The prediction of yearly and monthly passengers is a vital aspect to have as an airline company. The time series analysis of the airline passengers from 1949 to 1960 showed a positive, linear relationship. The predictions were made by logarithmically transforming and taking the differences between the lag values since the data was not stationary. The data was transformed logarithmically since the data appeared to be exponential in nature and taking the difference from the lag values removed the seasonality within the data. The data was modeled using the Auto Regression Moving Average model. The ACF and PACF plots displayed the data was stationary and aided us in determining the auto regression, difference, and moving average values for the models. The values for model were AR=0, d=1, and MA=1. The model predicted passengers out to 1970 and yielded a 95% confidence interval. As seen from more recent events, the world’s state and affairs significantly affect various corporations. Passengers using the airline is affected by global pandemics and world conflicts.
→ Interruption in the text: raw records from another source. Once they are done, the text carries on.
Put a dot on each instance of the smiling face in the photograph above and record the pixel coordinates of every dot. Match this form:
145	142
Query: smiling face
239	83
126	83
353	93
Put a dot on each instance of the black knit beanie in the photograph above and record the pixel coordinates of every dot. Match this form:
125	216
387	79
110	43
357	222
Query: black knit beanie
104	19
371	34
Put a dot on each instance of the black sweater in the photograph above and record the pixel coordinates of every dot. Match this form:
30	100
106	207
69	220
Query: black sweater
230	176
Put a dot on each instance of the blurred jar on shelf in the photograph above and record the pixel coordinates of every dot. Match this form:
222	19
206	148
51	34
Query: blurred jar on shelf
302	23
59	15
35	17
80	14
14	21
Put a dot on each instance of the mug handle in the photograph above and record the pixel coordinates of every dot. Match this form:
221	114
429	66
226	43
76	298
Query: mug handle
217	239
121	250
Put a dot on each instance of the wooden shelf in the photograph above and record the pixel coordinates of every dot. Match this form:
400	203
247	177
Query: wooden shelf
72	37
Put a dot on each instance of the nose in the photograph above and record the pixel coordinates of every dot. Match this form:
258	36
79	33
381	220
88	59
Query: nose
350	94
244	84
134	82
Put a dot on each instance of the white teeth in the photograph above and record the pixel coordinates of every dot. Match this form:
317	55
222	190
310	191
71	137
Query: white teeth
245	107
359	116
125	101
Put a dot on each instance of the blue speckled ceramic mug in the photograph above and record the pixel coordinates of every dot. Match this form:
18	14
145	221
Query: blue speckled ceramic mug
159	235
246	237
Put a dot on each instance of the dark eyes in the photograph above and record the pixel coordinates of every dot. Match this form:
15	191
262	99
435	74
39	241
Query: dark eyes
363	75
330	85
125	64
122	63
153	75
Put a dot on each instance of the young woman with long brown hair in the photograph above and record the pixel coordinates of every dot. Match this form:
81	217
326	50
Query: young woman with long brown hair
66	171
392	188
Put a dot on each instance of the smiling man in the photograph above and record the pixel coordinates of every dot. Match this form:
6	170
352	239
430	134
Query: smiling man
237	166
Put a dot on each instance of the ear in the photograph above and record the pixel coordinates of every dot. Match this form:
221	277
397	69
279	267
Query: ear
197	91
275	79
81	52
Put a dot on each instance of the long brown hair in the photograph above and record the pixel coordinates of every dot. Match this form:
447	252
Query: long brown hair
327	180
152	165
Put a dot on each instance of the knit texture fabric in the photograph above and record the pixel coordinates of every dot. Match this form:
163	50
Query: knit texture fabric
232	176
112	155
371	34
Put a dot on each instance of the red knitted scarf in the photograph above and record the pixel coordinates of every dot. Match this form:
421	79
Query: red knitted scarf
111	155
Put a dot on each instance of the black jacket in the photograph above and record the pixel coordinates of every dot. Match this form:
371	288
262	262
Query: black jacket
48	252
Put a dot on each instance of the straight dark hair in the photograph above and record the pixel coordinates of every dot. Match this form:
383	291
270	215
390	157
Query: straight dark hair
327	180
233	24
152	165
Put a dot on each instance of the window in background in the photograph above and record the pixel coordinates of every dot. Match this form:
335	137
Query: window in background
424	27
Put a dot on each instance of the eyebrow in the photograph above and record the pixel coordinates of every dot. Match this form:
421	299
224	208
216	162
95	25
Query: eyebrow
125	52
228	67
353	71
The airline company must pivot and change strategy to keep up with global trends. We recommend compare the actual number of passengers versus the predicted vales and reperform the predictions every year. We also recommend the company be proactive to world events and adjust promotions and offerings to maintain a growth in passengers. We finally recommend looking into the effect of airway marketing has on passengers. This analysis will give insight on the effectiveness of the advertising. We could create more directed advertising and increase the number of passengers.
The airline industry is a competitive market. Airline companies stay competitive by offering deals on flights, minimizing layovers, providing amenities to customers, or providing customers a frequent flyers program. Airlines offer these bonuses in a hope to gain a larger portion of the airline market and beat out other competitors. Each airline brands themselves as cost effective or an experience to fly on the airline. An established airline wants to predict the future number of passengers that use the airline. The objective of this analysis is to predict the growth of passengers from year to year and the seasonal trends. This time series analysis will allow decision makers to predict the growth and seasonality of the company’s passengers.
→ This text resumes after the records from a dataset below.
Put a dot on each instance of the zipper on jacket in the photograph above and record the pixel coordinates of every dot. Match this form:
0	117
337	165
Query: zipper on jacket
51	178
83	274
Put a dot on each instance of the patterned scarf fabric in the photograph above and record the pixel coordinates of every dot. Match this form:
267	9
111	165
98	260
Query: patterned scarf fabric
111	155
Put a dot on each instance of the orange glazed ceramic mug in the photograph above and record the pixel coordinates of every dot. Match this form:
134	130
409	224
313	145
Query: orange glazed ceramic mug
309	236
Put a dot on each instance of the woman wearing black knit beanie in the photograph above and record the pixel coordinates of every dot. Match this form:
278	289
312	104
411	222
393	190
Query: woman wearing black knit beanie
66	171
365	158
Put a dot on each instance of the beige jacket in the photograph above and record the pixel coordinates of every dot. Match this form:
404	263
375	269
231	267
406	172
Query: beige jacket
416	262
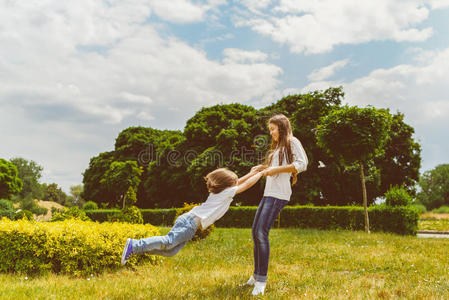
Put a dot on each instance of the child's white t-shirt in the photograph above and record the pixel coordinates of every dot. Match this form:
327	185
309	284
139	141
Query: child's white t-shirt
215	206
278	186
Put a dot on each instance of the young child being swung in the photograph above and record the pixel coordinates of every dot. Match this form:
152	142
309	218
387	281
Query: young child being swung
223	185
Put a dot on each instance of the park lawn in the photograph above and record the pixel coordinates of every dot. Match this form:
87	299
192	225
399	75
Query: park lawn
308	264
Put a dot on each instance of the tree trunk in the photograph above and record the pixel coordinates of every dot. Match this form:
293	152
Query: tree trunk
365	200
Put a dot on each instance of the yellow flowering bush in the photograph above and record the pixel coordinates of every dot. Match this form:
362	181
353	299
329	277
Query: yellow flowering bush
70	247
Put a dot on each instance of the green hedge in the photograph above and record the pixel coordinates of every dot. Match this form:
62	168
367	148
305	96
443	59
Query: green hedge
70	247
401	220
157	217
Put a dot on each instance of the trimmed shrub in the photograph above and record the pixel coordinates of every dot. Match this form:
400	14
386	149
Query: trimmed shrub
129	215
442	210
6	209
29	204
200	234
5	204
21	214
69	213
90	205
397	196
420	208
402	220
70	247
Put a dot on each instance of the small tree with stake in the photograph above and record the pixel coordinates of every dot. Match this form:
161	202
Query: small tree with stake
355	135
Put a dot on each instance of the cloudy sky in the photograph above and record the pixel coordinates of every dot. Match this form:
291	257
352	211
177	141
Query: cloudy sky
73	74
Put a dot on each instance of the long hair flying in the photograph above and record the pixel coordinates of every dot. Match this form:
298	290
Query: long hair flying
283	143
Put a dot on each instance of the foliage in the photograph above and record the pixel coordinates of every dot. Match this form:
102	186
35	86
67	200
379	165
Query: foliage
435	187
441	210
419	207
94	189
201	233
400	163
29	204
23	214
129	214
5	204
354	134
30	173
76	192
402	220
90	205
71	247
234	135
6	209
130	197
120	177
69	213
10	182
54	193
397	196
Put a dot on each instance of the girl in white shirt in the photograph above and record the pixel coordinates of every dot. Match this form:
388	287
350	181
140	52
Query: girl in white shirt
222	184
285	159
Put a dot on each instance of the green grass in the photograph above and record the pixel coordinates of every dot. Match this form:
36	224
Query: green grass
307	264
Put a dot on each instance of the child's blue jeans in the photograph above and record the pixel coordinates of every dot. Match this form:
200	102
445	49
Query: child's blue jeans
170	244
266	214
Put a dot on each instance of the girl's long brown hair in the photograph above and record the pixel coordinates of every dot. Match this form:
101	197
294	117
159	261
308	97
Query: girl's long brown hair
283	143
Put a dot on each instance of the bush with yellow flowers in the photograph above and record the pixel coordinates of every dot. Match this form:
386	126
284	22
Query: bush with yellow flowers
70	247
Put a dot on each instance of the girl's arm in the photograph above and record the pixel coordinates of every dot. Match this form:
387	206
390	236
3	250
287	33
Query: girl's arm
249	182
279	169
253	171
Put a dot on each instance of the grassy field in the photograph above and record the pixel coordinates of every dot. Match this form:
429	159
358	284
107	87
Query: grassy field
305	264
434	221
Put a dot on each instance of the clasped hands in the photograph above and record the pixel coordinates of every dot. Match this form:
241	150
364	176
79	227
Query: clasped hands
266	171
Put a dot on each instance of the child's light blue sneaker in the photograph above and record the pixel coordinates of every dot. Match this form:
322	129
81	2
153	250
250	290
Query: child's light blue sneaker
127	251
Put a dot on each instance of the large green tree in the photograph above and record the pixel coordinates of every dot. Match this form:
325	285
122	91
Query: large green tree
355	135
10	183
236	136
52	192
30	173
120	177
435	187
94	189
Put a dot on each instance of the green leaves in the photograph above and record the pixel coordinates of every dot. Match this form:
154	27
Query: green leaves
435	187
10	183
354	134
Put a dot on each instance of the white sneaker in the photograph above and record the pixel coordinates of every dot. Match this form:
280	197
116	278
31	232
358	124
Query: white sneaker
259	288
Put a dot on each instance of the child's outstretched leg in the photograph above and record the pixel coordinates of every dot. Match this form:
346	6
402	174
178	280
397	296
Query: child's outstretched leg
167	245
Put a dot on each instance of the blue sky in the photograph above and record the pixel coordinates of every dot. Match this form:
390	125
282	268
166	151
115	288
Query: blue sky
73	74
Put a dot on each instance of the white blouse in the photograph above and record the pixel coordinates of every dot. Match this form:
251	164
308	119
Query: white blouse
278	186
214	207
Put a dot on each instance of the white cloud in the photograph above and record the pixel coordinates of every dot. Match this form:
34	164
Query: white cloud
436	4
319	26
328	71
179	11
233	55
89	70
419	91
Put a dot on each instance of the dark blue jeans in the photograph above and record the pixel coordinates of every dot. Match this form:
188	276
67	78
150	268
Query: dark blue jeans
266	214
The key measure of this analysis is the predicted number of passengers we expect the company to observe from 1961 to 1970. The data used for this analysis is from R and contains passenger use from 1949 to 1960. The time series dataset has the number of passengers that flew on the airline each month measured in thousands of passengers.
The type of model of model we will use for the analysis is a time series analysis. The first test of the analysis is to determine whether or not the time series is stationary. A time series is stationary if the mean and variance is independent of time or is constant. We test to see if a time series is stationary by performing an Augmented Dickey Fuller (ADF) Test. The null hypothesis for the ADF test is that the time series is non-stationary. We create a model to predict future passenger use by using the Auto-Regression Moving Average (ARMA) model. We will go into further detail later in this analysis of data transformation and ARMA model mechanics. All statistical analyses occur at the 0.05 significance level. The Null hypothesis is that the data is non-stationary.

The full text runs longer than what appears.